Vancouver-raised art star Ken Lum’s well-known work has been in the news lately. It’s actually inspired the renaming of an entire art institution in the Netherlands. Yes, Rotterdam’s Witte de With Center for Contemporary Art will be known as the Kunstinstituut Melly from January 27, 2021 onward. The artwork here has been a celebrated fixture on the centre’s facade; its titular subject is set to take the spotlight, replacing the name of a Dutch naval officer who represented the harsher side of colonialism. The public favoured the idea of giving a nod to a female working-class anti-hero instead. As VAG assistant curator Zoë Chan pointed out on the tour, “The figure of universality is usually a white person; here we see a person of Chinese descent being represented as an icon.” The work is part of a larger series of portraits of racialized people, with the insights into who they are and what they’re feeling spelled out in purposely flashy, billboard-type fonts.

 
Allison Hrabluik, The Splits, 2015 (still), digital video with sound, 15 min.
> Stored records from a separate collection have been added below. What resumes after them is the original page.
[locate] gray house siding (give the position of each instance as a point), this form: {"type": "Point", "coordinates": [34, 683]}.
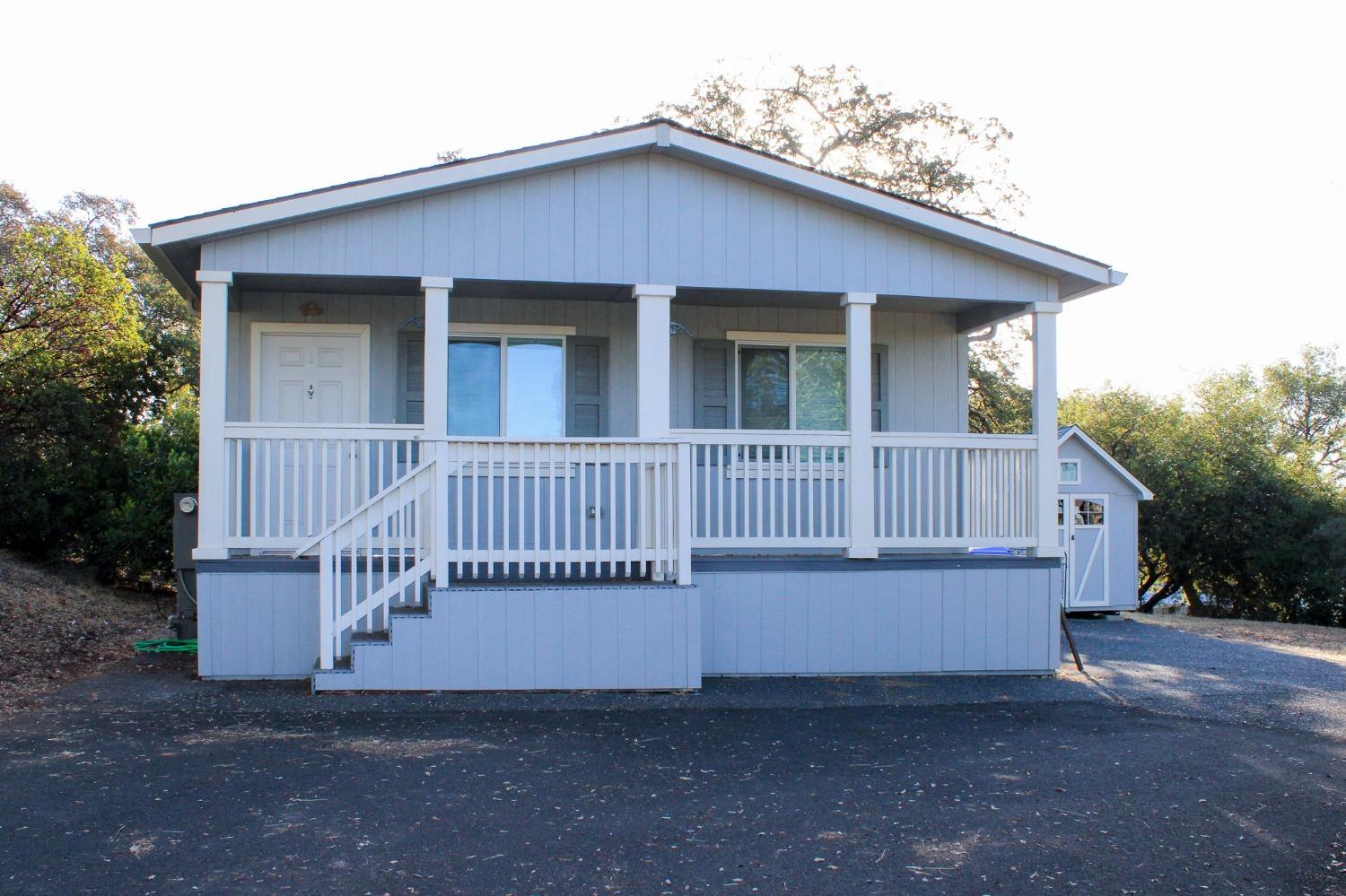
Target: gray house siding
{"type": "Point", "coordinates": [634, 220]}
{"type": "Point", "coordinates": [925, 366]}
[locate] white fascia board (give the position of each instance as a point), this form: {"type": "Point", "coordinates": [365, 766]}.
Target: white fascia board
{"type": "Point", "coordinates": [1108, 459]}
{"type": "Point", "coordinates": [400, 186]}
{"type": "Point", "coordinates": [914, 214]}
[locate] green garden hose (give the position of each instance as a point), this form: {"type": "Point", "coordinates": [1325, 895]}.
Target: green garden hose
{"type": "Point", "coordinates": [167, 646]}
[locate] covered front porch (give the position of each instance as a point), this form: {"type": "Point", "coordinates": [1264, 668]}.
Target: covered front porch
{"type": "Point", "coordinates": [625, 451]}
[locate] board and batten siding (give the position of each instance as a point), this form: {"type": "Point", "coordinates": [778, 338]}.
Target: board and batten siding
{"type": "Point", "coordinates": [256, 624]}
{"type": "Point", "coordinates": [635, 220]}
{"type": "Point", "coordinates": [925, 366]}
{"type": "Point", "coordinates": [880, 622]}
{"type": "Point", "coordinates": [579, 637]}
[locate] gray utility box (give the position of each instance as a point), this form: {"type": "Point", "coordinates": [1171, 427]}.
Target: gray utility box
{"type": "Point", "coordinates": [185, 568]}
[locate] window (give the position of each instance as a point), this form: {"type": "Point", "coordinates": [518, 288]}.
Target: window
{"type": "Point", "coordinates": [1088, 513]}
{"type": "Point", "coordinates": [506, 385]}
{"type": "Point", "coordinates": [791, 387]}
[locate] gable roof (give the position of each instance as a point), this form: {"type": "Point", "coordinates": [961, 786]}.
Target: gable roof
{"type": "Point", "coordinates": [1077, 274]}
{"type": "Point", "coordinates": [1066, 432]}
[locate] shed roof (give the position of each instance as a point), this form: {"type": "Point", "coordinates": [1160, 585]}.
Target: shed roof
{"type": "Point", "coordinates": [1066, 432]}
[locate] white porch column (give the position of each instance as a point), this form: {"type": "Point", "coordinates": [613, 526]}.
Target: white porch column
{"type": "Point", "coordinates": [436, 412]}
{"type": "Point", "coordinates": [210, 465]}
{"type": "Point", "coordinates": [859, 468]}
{"type": "Point", "coordinates": [653, 312]}
{"type": "Point", "coordinates": [1044, 422]}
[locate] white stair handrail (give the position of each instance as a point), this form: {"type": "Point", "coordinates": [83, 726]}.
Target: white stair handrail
{"type": "Point", "coordinates": [393, 486]}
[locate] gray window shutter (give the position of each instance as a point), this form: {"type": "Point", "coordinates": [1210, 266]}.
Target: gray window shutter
{"type": "Point", "coordinates": [586, 387]}
{"type": "Point", "coordinates": [411, 379]}
{"type": "Point", "coordinates": [879, 387]}
{"type": "Point", "coordinates": [712, 384]}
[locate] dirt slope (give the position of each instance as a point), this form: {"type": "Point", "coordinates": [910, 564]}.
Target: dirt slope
{"type": "Point", "coordinates": [57, 626]}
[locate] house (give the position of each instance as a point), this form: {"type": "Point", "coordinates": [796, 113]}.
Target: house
{"type": "Point", "coordinates": [621, 411]}
{"type": "Point", "coordinates": [1100, 533]}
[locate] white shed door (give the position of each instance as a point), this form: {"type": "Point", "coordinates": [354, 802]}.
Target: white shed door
{"type": "Point", "coordinates": [1085, 533]}
{"type": "Point", "coordinates": [311, 378]}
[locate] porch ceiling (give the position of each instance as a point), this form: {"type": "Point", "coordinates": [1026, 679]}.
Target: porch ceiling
{"type": "Point", "coordinates": [509, 290]}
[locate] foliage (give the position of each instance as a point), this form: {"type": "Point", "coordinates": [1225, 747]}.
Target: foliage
{"type": "Point", "coordinates": [97, 360]}
{"type": "Point", "coordinates": [158, 459]}
{"type": "Point", "coordinates": [998, 403]}
{"type": "Point", "coordinates": [831, 120]}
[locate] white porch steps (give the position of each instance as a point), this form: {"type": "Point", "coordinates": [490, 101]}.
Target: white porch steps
{"type": "Point", "coordinates": [530, 637]}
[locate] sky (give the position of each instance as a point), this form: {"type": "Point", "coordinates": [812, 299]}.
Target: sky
{"type": "Point", "coordinates": [1194, 145]}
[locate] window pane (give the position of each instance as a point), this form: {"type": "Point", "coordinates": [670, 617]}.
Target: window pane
{"type": "Point", "coordinates": [536, 395]}
{"type": "Point", "coordinates": [820, 377]}
{"type": "Point", "coordinates": [765, 387]}
{"type": "Point", "coordinates": [474, 387]}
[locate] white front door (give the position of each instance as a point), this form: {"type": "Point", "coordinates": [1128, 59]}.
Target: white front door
{"type": "Point", "coordinates": [1084, 529]}
{"type": "Point", "coordinates": [310, 377]}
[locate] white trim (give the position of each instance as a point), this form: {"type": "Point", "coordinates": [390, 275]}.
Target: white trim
{"type": "Point", "coordinates": [508, 330]}
{"type": "Point", "coordinates": [1108, 459]}
{"type": "Point", "coordinates": [767, 336]}
{"type": "Point", "coordinates": [656, 137]}
{"type": "Point", "coordinates": [263, 327]}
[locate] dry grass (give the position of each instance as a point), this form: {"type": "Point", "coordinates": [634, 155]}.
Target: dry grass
{"type": "Point", "coordinates": [57, 624]}
{"type": "Point", "coordinates": [1308, 640]}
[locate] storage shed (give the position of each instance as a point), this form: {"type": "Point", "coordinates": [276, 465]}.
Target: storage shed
{"type": "Point", "coordinates": [1097, 513]}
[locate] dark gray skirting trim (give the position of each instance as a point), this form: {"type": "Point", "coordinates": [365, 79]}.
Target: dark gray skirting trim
{"type": "Point", "coordinates": [823, 562]}
{"type": "Point", "coordinates": [242, 565]}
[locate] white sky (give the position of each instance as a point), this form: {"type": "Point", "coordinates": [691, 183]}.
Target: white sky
{"type": "Point", "coordinates": [1195, 147]}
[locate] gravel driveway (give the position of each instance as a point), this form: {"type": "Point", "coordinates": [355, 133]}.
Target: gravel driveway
{"type": "Point", "coordinates": [1147, 782]}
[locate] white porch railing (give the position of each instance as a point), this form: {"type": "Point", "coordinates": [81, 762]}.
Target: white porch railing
{"type": "Point", "coordinates": [955, 490]}
{"type": "Point", "coordinates": [605, 508]}
{"type": "Point", "coordinates": [767, 489]}
{"type": "Point", "coordinates": [791, 490]}
{"type": "Point", "coordinates": [285, 483]}
{"type": "Point", "coordinates": [377, 556]}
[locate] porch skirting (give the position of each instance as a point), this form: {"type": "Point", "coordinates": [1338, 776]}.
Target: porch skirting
{"type": "Point", "coordinates": [742, 616]}
{"type": "Point", "coordinates": [775, 616]}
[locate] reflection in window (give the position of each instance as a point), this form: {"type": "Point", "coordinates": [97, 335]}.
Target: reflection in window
{"type": "Point", "coordinates": [765, 387]}
{"type": "Point", "coordinates": [530, 373]}
{"type": "Point", "coordinates": [1088, 513]}
{"type": "Point", "coordinates": [474, 387]}
{"type": "Point", "coordinates": [535, 404]}
{"type": "Point", "coordinates": [820, 378]}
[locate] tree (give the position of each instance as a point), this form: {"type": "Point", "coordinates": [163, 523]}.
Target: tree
{"type": "Point", "coordinates": [998, 403]}
{"type": "Point", "coordinates": [97, 376]}
{"type": "Point", "coordinates": [1311, 398]}
{"type": "Point", "coordinates": [831, 120]}
{"type": "Point", "coordinates": [1237, 526]}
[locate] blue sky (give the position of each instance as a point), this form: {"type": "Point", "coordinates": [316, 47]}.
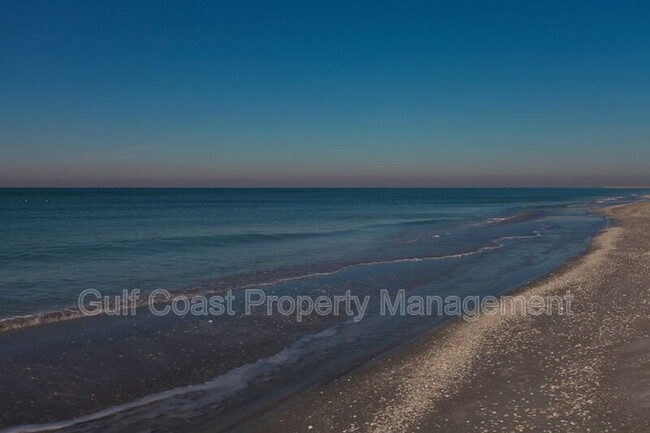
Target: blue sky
{"type": "Point", "coordinates": [305, 93]}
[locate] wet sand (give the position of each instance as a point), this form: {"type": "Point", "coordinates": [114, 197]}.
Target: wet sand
{"type": "Point", "coordinates": [589, 371]}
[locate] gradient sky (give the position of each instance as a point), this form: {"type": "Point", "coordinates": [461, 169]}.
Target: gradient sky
{"type": "Point", "coordinates": [327, 93]}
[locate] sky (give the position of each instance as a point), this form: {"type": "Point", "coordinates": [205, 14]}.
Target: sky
{"type": "Point", "coordinates": [324, 93]}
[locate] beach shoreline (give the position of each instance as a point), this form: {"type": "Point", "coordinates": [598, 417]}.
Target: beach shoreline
{"type": "Point", "coordinates": [185, 357]}
{"type": "Point", "coordinates": [585, 372]}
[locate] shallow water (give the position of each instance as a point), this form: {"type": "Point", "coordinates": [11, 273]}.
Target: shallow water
{"type": "Point", "coordinates": [288, 242]}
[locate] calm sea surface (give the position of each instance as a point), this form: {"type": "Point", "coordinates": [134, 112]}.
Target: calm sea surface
{"type": "Point", "coordinates": [122, 374]}
{"type": "Point", "coordinates": [57, 242]}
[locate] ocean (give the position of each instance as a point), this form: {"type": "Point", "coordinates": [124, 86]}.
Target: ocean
{"type": "Point", "coordinates": [59, 242]}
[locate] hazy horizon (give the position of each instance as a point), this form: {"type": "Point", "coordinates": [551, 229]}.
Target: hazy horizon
{"type": "Point", "coordinates": [339, 94]}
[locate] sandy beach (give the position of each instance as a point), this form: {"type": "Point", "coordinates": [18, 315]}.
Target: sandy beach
{"type": "Point", "coordinates": [589, 371]}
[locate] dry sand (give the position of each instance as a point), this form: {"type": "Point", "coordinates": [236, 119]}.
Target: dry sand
{"type": "Point", "coordinates": [586, 372]}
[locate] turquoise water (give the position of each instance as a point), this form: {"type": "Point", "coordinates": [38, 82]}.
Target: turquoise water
{"type": "Point", "coordinates": [181, 373]}
{"type": "Point", "coordinates": [57, 242]}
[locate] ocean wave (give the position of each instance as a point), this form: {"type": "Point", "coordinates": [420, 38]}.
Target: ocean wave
{"type": "Point", "coordinates": [41, 318]}
{"type": "Point", "coordinates": [221, 387]}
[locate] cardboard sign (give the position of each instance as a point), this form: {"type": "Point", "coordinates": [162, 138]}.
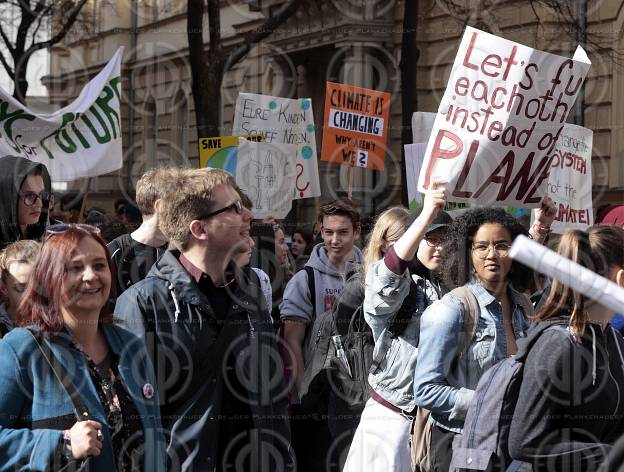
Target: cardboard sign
{"type": "Point", "coordinates": [266, 173]}
{"type": "Point", "coordinates": [422, 125]}
{"type": "Point", "coordinates": [356, 126]}
{"type": "Point", "coordinates": [503, 111]}
{"type": "Point", "coordinates": [285, 121]}
{"type": "Point", "coordinates": [81, 140]}
{"type": "Point", "coordinates": [221, 152]}
{"type": "Point", "coordinates": [414, 155]}
{"type": "Point", "coordinates": [570, 180]}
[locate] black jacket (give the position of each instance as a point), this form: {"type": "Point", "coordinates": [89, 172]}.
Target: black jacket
{"type": "Point", "coordinates": [190, 346]}
{"type": "Point", "coordinates": [13, 172]}
{"type": "Point", "coordinates": [570, 408]}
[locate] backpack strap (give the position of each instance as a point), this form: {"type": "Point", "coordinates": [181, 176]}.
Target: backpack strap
{"type": "Point", "coordinates": [402, 317]}
{"type": "Point", "coordinates": [397, 325]}
{"type": "Point", "coordinates": [525, 303]}
{"type": "Point", "coordinates": [311, 287]}
{"type": "Point", "coordinates": [80, 409]}
{"type": "Point", "coordinates": [471, 317]}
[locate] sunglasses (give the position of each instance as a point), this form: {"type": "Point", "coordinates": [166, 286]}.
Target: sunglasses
{"type": "Point", "coordinates": [237, 206]}
{"type": "Point", "coordinates": [483, 250]}
{"type": "Point", "coordinates": [64, 227]}
{"type": "Point", "coordinates": [30, 198]}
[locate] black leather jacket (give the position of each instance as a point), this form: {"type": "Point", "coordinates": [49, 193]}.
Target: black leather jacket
{"type": "Point", "coordinates": [188, 344]}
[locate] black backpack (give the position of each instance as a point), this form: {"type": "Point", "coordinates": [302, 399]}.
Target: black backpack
{"type": "Point", "coordinates": [124, 257]}
{"type": "Point", "coordinates": [483, 443]}
{"type": "Point", "coordinates": [326, 374]}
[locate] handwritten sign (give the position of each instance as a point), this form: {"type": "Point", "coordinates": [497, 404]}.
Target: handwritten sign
{"type": "Point", "coordinates": [499, 121]}
{"type": "Point", "coordinates": [356, 126]}
{"type": "Point", "coordinates": [221, 152]}
{"type": "Point", "coordinates": [570, 180]}
{"type": "Point", "coordinates": [266, 173]}
{"type": "Point", "coordinates": [414, 155]}
{"type": "Point", "coordinates": [283, 121]}
{"type": "Point", "coordinates": [81, 140]}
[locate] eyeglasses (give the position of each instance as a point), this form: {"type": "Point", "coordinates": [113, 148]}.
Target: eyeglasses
{"type": "Point", "coordinates": [433, 242]}
{"type": "Point", "coordinates": [237, 206]}
{"type": "Point", "coordinates": [63, 227]}
{"type": "Point", "coordinates": [30, 198]}
{"type": "Point", "coordinates": [482, 250]}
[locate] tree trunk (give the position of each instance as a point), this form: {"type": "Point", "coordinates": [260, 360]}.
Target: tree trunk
{"type": "Point", "coordinates": [409, 58]}
{"type": "Point", "coordinates": [207, 66]}
{"type": "Point", "coordinates": [21, 84]}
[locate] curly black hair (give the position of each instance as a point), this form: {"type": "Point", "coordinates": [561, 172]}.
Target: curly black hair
{"type": "Point", "coordinates": [457, 261]}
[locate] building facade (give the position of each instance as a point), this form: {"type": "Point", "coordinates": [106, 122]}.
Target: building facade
{"type": "Point", "coordinates": [351, 41]}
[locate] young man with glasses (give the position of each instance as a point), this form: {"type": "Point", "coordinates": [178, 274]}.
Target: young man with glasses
{"type": "Point", "coordinates": [24, 196]}
{"type": "Point", "coordinates": [220, 380]}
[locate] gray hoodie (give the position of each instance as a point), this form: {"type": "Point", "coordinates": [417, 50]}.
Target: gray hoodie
{"type": "Point", "coordinates": [328, 281]}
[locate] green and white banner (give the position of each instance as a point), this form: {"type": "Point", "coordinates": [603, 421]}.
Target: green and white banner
{"type": "Point", "coordinates": [81, 140]}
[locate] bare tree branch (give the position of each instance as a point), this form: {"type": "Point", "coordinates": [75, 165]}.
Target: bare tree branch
{"type": "Point", "coordinates": [7, 67]}
{"type": "Point", "coordinates": [7, 41]}
{"type": "Point", "coordinates": [41, 16]}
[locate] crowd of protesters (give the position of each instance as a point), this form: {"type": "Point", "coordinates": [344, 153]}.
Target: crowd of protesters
{"type": "Point", "coordinates": [177, 334]}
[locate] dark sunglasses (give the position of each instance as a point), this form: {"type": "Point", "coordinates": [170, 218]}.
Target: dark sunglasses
{"type": "Point", "coordinates": [30, 198]}
{"type": "Point", "coordinates": [237, 206]}
{"type": "Point", "coordinates": [63, 227]}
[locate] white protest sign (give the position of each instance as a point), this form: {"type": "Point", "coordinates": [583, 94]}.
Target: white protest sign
{"type": "Point", "coordinates": [422, 125]}
{"type": "Point", "coordinates": [285, 121]}
{"type": "Point", "coordinates": [583, 280]}
{"type": "Point", "coordinates": [266, 173]}
{"type": "Point", "coordinates": [81, 140]}
{"type": "Point", "coordinates": [499, 121]}
{"type": "Point", "coordinates": [570, 180]}
{"type": "Point", "coordinates": [414, 155]}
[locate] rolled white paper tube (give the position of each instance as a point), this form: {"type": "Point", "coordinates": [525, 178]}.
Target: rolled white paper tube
{"type": "Point", "coordinates": [581, 279]}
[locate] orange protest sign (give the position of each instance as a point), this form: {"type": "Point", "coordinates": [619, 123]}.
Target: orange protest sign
{"type": "Point", "coordinates": [355, 128]}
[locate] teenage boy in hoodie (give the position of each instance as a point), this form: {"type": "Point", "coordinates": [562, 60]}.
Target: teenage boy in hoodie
{"type": "Point", "coordinates": [134, 253]}
{"type": "Point", "coordinates": [24, 196]}
{"type": "Point", "coordinates": [340, 228]}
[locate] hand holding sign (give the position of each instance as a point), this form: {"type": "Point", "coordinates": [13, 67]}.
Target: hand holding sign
{"type": "Point", "coordinates": [545, 215]}
{"type": "Point", "coordinates": [503, 111]}
{"type": "Point", "coordinates": [435, 199]}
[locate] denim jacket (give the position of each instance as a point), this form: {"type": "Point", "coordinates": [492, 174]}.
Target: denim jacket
{"type": "Point", "coordinates": [443, 382]}
{"type": "Point", "coordinates": [35, 408]}
{"type": "Point", "coordinates": [385, 291]}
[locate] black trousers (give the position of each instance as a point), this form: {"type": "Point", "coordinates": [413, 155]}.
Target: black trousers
{"type": "Point", "coordinates": [441, 448]}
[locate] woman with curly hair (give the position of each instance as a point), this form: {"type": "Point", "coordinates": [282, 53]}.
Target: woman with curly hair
{"type": "Point", "coordinates": [476, 255]}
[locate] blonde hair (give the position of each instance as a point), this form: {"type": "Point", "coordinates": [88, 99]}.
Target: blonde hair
{"type": "Point", "coordinates": [152, 186]}
{"type": "Point", "coordinates": [24, 251]}
{"type": "Point", "coordinates": [389, 227]}
{"type": "Point", "coordinates": [599, 249]}
{"type": "Point", "coordinates": [189, 196]}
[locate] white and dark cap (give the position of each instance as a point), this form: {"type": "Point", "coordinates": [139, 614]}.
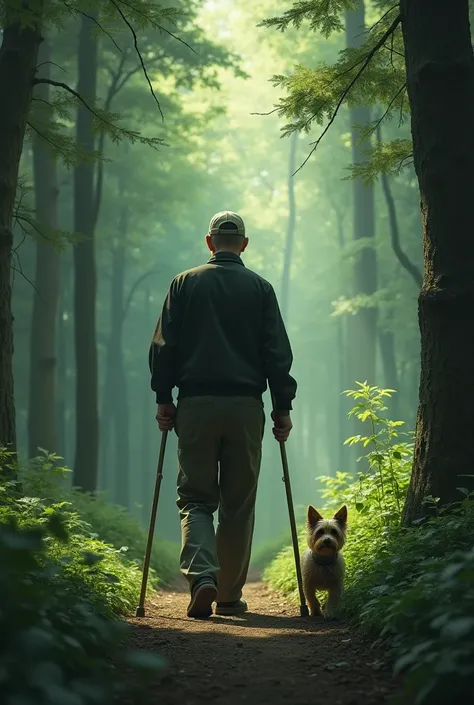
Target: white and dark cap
{"type": "Point", "coordinates": [227, 223]}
Collection of the Vancouver Art Gallery, Purchased with proceeds from the Audain Emerging Artists Acquisition Fund, Photo courtesy Vancouver Art Gallery

Allison Hrabluik, The Splits, 2015 (still), digital video with sound, 15 min. Collection of the Vancouver Art Gallery, Purchased with proceeds from the Audain Emerging Artists Acquisition Fund, Photo courtesy Vancouver Art Gallery

#5

Allison Hrabluik’s The Splits (still), 2015, Uncommon Language

The Splits video is the result of the Vancouver artist asking people from all walks of life to do what they’re good at. She’s edited them together in a work that shows how similar we all are, hairstylists to gymnasts.You should check it out if for no other reason than the fact Hrabluik just earned a coveted 2020 VIVA Award from the Doris and Jack Shadbolt Foundation. Plus, The Splits sounds as cool as it looks: “You hear the pounding of feet, the pounding of meat, the pounding of pizza dough, and sound has a very important role beyond the visual,” said Chan.